Of the Top 50 quarterbacks in career passing yards, three (Jim Kelly, Drew Bledsoe, and Steve McNair) were born on Valentine’s Day. It is the only day to have three such passers. There are only three other days to have multiple shared birthdays among the top 50. They are January 3rd (Eli Manning and Jim Everett), February 15th (John Hadl and Ken Anderson), and April 29th (Jim Hart and Jay Cutler). That’s right, the day after Valentine’s adds two more, and 10% of the quarterbacks in the Top 50 in passing yards were born in this two-day period.
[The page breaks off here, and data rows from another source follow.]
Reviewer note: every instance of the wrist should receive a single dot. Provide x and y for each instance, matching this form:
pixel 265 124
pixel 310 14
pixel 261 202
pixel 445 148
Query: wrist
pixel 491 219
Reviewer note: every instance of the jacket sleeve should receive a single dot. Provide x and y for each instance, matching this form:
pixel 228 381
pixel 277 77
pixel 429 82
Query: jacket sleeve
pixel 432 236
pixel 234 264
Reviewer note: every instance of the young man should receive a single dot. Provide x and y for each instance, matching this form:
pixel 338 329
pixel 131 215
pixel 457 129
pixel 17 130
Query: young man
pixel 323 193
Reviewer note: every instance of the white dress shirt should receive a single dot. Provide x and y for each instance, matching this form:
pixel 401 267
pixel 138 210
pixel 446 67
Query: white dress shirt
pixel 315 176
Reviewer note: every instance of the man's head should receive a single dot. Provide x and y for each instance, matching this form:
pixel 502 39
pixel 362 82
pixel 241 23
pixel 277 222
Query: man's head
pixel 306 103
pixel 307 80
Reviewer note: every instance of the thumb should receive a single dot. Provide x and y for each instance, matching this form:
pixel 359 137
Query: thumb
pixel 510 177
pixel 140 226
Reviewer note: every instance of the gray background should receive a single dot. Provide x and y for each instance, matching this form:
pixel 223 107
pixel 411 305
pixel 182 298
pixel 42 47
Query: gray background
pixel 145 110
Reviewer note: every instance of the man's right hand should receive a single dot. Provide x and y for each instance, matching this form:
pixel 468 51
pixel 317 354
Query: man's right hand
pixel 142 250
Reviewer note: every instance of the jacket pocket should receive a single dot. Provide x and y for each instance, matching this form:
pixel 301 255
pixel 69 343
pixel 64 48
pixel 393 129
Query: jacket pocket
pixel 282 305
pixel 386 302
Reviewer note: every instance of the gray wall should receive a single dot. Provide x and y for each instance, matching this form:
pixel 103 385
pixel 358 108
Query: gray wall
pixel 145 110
In contrast, no other month has more than 5 quarterbacks in the Top 50.
It doesn’t end there for Valentine’s Day, as Chase Stuart notes:
If we drop the cut-off to 16,000 yards, we jump to 137 quarterbacks but get to include David Garrard, another Valentine’s Day baby. But wait, there’s more: If we drop the threshold to 3,500 passing yards, we get to include Patrick Ramsey and Anthony Wright. Those guys may not impress you, but consider that only 334 players have thrown for 3,500 yards. That means dozens of days have zero quarterbacks with 3,500 yards — including New Year’s Day, Cinco De Mayo, Halloween, and Christmas Eve — so slotting in Ramsey and Wright as QB5 and QB6 on your birthday dream team is pretty damn good.
And Christian Hackenberg was also born on Valentine’s Day, Jets fans. Also not mentioned: Jared Lorenzen and his 28 career passing yards shares a February 14th birthday as well.
On the other end of the spectrum, what day has produced the most busts? Well, it’s also in February. Of the 50 least productive quarterbacks drafted in the first 50 picks since the merger, three were born on February 25th: Todd Blackledge, Pat White, and Christian Ponder.